I work on a cattle ranch here in west central Illinois, and we have a monoslope cattle barn. Four Aces LLC, Vermont IL
The barn contains two different pen designs for the cattle. It contains pens with slats that are quit similar to a hog barn. These slatted pens have rubber mats on them to prevent cattle from slipping, although the concept is the same where the manure falls below to a twelve foot pit, and can be pumped to be utilized for crop ground fertilizer. The other pens in the barn are called dry-packs or dry-stacks. Dry-stacks consist of a lime base along with bedding a top, in our case we use cornstalk round bales. Twice a week we will go into the dry-stack pens and bed with two new bales atop the stack and scrap the looser manure from directly in front of the feed bunks for each pen. The dry-stack becomes a mixture of manure and bedding, now saying that one would think it would be sloppy, but the bedding absorbs the moisture like a sponge and the stack is actually very firm where people and of course the cattle can walk on it with out sinking at all.
The main concept of a confinement cattle barn is very similar to any animal feeding confinement, and that is to limit and attempt to control the many ever-changing variables that comes with raising livestock to maximize their potential. The weather is one very good example of this varibles.
The design of the building’s monoslope roof is to act like a airplane wing or a giant funnel. So while it is hot in the summer the shape of the roof allows airflow to come in the large open side and funnel towards the narrow end and creates a constant breeze keeping the cattle cool.
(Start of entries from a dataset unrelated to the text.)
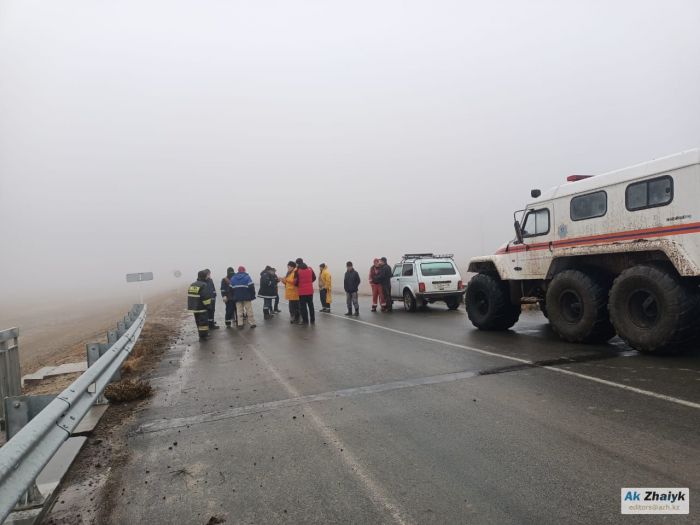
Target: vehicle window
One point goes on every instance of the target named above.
(437, 268)
(649, 193)
(536, 223)
(589, 206)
The way the barn is orientated the large open side faces south allowing the sun to help warm the barn during the winter. And obviously having shelter over the cattle helps tremendously during precipitation and for shade.
Feeding fat cattle can be very tricky some times, trying to maximize the cattle’s intake without over doing it and wasting feed. As I mentioned many factor can influences the animals ability to eat. Weather being a major player, but also having an adequate supply of clean water. Just another way where the cattle barn has an advantage. Ours in particular has its own water reservoir, and then supplies two automatic drinkers per pen at our barn. The drinkers are also cleaned twice a week to ensure that the cattle are getting the purest water availble. These cattle have access to fresh feed and clean water 24 hours a day 365 days a year.
There are many benefits to raising livestock indoors as there is with plants. It helps the process be more efficient and economical. It is beneficial for both the producer and the animal.
My name is Jacob Farrell, I am a senior at Western Illinois University. I am majoring in Agriculture Science. I also attended John Wood Community College. I grew up in Jacksonville, IL working on a cow/calf and grain operation where my interest in agriculture took off. I now work on a cattle ranch in Vermont, IL where we partake in all areas of cattle production along with a small grain operation.